The shark barrier trials were announced last year as part of a $16 million State Government package in response to a spate of shark attacks in the region.

Plans for a so-called eco barrier at Ballina’s Lighthouse Beach were scrapped last month due to ongoing rough conditions.

Now, a similar but smaller enclosure with a slightly different design, off nearby Seven Mile Beach at Lennox Head, has been declared unworkable.

Ballina Mayor David Wright said the contractor had spotted the problem earlier this week, just as the final section of mesh was about to be installed.

“The barrier on the seaward side had frayed and had become detached, and therefore he knew that his design was not going to work,” Cr Wright said.

“It was his decision to pull the plug and he’s now in the process of pulling it out.”

New South Wales Premier Mike Baird said the shark-barrier technology might work elsewhere.

“The engineers, the manufacturers believe they can be successful,” he said.

“That may require more time and more work, and we’re happy to work with the manufacturers on that.

“They might decide [on] choosing different sites.
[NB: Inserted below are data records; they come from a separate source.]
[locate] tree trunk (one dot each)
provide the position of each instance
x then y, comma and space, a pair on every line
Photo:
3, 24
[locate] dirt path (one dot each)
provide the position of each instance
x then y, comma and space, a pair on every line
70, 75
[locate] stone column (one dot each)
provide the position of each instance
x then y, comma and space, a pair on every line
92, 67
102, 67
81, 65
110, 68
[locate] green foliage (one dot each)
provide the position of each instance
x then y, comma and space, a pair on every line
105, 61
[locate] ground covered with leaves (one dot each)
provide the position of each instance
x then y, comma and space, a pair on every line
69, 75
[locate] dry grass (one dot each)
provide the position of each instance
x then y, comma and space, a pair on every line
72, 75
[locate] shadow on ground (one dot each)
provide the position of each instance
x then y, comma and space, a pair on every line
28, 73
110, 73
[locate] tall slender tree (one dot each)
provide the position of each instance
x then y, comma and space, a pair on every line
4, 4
We’re open to that as well.

“We have committed on a range of strategies in relation to sharks.

“Obviously when you’re trialling new technology, there is a risk on all of it that some will be very successful and some won’t.”

Trial Costs Budgeted For

Primary Industries Minister Niall Blair would not say how much money had been spent on the unsuccessful trials.

“The cost associated with it is certainly something that we had budgeted for,” he said.

“We didn’t put all of our eggs into one basket.

“We shouldn’t be scared of trialling new things, and [the] first stage was to see if we could safely and successfully install this type of hardware on the east coast.

“Unfortunately I think we’ve got our answer.”

Mr Blair said there were plenty of other measures the Government was dealing with.

“We’re certainly happy with the results that we’ve been getting with our aerial surveillance, and that’s something that will be ramped up coming into summer,” he said.

“We still have our 4-G listening devices, which paired with our tagging program are providing good information, and also our smart drumlines.”